The finding that activation of CB1 and PPAR-α receptors is capable of inducing ALLO biosynthesis, together with the pivotal role of ALLO in facilitating the action of GABA at GABA_A receptors, invites speculation about whether cannabinoid-related anxiolytic and anti-fear effects are due to the induction of corticolimbic ALLO biosynthesis. Cannabidiol, a non-sedating phytocannabinoid with a remarkably safe profile in humans, as well as other cannabinoids (Lin et al., 2006; Kobilo et al., 2007; Suzuki et al., 2008; Stern et al., 2012) have recently been shown to disrupt recent and older contextual fear memories by interfering with their reconsolidation. This effect of cannabidiol is long lasting and can be prevented by pharmacological antagonism of CB1 receptors (Stern et al., 2012). Interestingly then, the anti-fear effects of cannabidiol resulting in reconsolidation blockade were similar to the effects of midazolam, which like ALLO, activates GABA_A receptors (Stern et al., 2012).

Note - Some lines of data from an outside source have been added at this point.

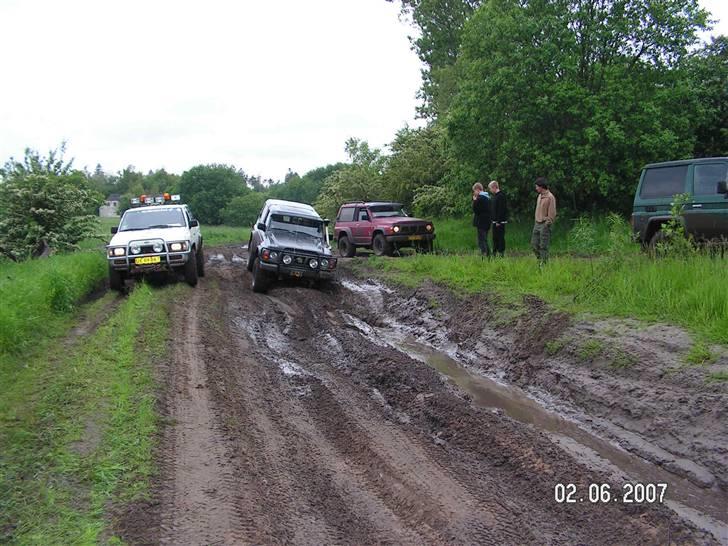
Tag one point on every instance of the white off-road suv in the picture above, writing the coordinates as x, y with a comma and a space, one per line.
163, 237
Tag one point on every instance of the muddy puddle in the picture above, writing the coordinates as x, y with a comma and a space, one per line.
705, 508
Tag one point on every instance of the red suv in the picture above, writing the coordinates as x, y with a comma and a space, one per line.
383, 227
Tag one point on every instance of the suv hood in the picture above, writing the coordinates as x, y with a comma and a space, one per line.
295, 241
400, 220
123, 238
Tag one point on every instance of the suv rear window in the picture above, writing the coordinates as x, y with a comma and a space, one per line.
346, 214
664, 181
707, 178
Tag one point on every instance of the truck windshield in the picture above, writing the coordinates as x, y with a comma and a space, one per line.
139, 219
297, 224
382, 211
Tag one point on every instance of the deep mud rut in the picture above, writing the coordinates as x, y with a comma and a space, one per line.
291, 420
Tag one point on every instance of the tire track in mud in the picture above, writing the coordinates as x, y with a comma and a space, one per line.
200, 481
290, 427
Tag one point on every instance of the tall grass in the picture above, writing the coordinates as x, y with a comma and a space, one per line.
690, 293
37, 295
457, 235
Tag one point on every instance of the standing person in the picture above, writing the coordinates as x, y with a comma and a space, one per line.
544, 217
499, 218
481, 217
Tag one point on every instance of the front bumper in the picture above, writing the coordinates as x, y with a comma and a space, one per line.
285, 271
167, 262
419, 238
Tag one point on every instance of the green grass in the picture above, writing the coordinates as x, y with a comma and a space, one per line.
457, 235
38, 295
77, 426
689, 293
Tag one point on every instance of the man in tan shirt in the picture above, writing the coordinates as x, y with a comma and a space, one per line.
545, 216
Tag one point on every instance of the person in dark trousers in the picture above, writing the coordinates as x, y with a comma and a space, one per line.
499, 217
481, 217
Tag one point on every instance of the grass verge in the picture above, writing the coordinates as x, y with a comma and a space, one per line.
38, 295
77, 426
688, 293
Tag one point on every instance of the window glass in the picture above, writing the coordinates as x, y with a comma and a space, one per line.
664, 181
707, 178
391, 209
346, 214
297, 225
139, 219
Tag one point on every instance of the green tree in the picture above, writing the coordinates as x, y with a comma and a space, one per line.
361, 180
244, 209
209, 188
708, 69
440, 24
45, 205
580, 91
419, 158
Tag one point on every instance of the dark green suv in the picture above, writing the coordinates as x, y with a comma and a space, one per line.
705, 216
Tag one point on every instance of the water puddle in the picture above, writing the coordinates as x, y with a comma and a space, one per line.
706, 508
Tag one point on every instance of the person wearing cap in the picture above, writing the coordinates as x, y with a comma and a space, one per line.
544, 217
499, 217
481, 217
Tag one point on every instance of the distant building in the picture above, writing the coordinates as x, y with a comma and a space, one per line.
110, 208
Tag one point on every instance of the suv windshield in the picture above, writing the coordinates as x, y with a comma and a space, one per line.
383, 211
156, 218
298, 225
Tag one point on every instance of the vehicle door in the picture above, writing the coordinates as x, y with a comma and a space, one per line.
361, 230
194, 230
707, 216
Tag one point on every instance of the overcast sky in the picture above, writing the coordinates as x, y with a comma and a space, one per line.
262, 85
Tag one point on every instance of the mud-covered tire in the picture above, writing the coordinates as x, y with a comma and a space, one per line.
116, 280
653, 246
260, 279
380, 246
190, 268
346, 248
201, 263
425, 247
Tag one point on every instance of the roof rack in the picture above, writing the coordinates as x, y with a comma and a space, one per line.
148, 200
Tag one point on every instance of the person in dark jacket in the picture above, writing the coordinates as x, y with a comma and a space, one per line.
481, 217
499, 217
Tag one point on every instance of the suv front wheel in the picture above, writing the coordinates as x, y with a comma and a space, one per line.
191, 268
380, 246
260, 281
346, 248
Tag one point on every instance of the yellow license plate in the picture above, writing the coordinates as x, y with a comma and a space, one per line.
148, 260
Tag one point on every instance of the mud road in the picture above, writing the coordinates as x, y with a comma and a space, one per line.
301, 416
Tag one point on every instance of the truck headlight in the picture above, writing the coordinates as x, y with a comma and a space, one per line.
177, 247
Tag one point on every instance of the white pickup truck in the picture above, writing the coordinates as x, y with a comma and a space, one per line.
155, 238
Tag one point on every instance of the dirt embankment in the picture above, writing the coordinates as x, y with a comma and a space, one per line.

The findings of the current study also support a role for GABA_A receptors in reconsolidation blockade and recovery from conditioned fear (Duvarci and Nader, 2004; Bustos et al., 2006). Administration of the ALLO-like compound, ganaxolone, during a critical time-limited window following exposure to conditioned contextual cues (Stern et al., 2012), markedly reduced the expression of fear in subsequent extinction trials and prevented the spontaneous recovery of fear (Figure 5). Given that PTSD is associated with benzodiazepine resistance, synaptic GABA_A/benzodiazepine receptor complexes in humans with PTSD are decreased, and synaptic GABA_A receptors in the amygdala decrease after fear conditioning in rodents (Mou et al., 2011), it is tempting to speculate that blockade of reconsolidation may result from activation of extrasynaptic receptors, which are highly sensitive to neurosteroids (Belelli and Lambert, 2005). Furthermore, given that synaptic GABA_A receptors in the amygdala are restored after extinction of fear in rodents (Heldt and Ressler, 2007), it is possible that such restoration is a functional consequence of activation of extrasynaptic GABA_A receptors by GABAergic neurosteroids such as ALLO during extinction.